Après avoir montré sa force et sa détermination à l’encontre de la Grande-Bretagne, l’Union européenne ne fera pas de cadeau à Berne. Venant d’infliger un rapport de force au Royaume-Uni, fière de son succès, elle n’éprouvera pas le moindre scrupule à maintenir sa façon de faire et assignera, en toute logique, à Berne ce qu’elle vient d’assigner à Londres. Car, aujourd’hui maîtresse d’elle-même, l’UE sait désormais comment agir avec les mauvais élèves.

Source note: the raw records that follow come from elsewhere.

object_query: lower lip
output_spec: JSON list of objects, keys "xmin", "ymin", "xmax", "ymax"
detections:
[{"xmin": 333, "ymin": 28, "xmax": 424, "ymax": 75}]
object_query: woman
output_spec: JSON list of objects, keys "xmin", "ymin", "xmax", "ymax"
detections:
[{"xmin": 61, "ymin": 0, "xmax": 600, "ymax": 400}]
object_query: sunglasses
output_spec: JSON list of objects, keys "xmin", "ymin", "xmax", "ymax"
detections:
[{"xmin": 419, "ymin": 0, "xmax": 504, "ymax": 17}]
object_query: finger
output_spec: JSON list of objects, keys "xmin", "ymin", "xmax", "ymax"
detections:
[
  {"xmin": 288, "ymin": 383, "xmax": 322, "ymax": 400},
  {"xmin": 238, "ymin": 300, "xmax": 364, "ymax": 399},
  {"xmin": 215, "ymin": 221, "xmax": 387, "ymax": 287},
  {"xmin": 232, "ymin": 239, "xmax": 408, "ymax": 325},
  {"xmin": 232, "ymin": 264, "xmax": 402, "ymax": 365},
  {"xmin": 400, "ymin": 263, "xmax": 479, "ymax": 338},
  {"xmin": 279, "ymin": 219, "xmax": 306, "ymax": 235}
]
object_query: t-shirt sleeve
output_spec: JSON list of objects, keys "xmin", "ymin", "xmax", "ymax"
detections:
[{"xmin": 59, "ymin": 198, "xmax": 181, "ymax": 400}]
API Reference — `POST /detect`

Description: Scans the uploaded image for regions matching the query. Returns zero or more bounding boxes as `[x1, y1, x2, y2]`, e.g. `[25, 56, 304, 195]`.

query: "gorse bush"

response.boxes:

Ce n’est pas de la Schadenfreude que d’écrire ces quelques lignes. Il n’y a aucune jubilation à les rédiger. En revanche, la volonté de prévenir l’emporte sur celle de guérir. Peut-être dotée d’un Manfred Weber à la tête de la commission, dont le manque d’envergure risque toutefois de lui coûter sa nomination à ce poste, l’Union européenne n’aura plus guère de patience avec la Suisse. Sortie vainqueur de l’affrontement qu’elle vient de mener avec le gouvernement britannique, elle a appris à résister à celles et ceux qui lui résistent. Souvent affaiblie en son sein par des États, des pays ou des dirigeants qui ne jouent pas le jeu communautaire, elle a décidé, en réaction, de montrer les crocs à celles et ceux qui, venus de l’extérieur, refusent de respecter ce qu’ils ont négocié avec elle. Cette stratégie payante, pour faire subir aux autres ce que l’on ne peut pas imposer aux siens, risque bel et bien d’être appliquée à l’adresse de la Suisse. Raison de plus pour elle de prendre les devants et de ne pas sous-estimer l’issue des élections européennes du 26 mai 2019.

 

 

Gilbert Casasus

Gilbert Casasus est professeur émérite en Études européennes de l’Université de Fribourg. Politologue, diplômé de l’IEP de Lyon et docteur du Geschwister- Scholl-Institut de l’Université de Munich, il est spécialiste des processus historiques et politiques en Europe.

3 réponses à “Les élections européennes n’intéressent pas les Suisses

  1. Vous avez raison et je partage votre analyse. Je doute que l’ensemble des partis politiques suisses soit conscient de cette réalité européenne qui elle évolue. Soit la Suisse évolue avec l’UE, son principal partenaire commercial et voisin, soit elle sera confinée sur elle même. Il serait vraiment dommage d’en arrivé là.
    Aux dernières nouvelles 60% des suisses seraient favorables à ce nouvel accord global CE-CH. On respire déjà un peu mieux.

  2. Comment croire à l’Europe, quand on voit que la France (alias l’Europe) fait défaut à M. Carlos Ghosn?
    Monsieur Gosnh est peut-être un filou? Je n’en sais rien, je ne le connais pas.

    Mais quelle farce japonaise, c’est lamentable et triste, car il n’y a plus de droits de l’homme, seuls des dividendes… et le non-respect des Droits de l’Homme!

    1. P.S. J’adore les japonais (délice suisse autant que sushi).
      Mais à force de tourner leur veste, nazi, US, au final ils seront chinois et c’est aussi valable pour la Suisse!!!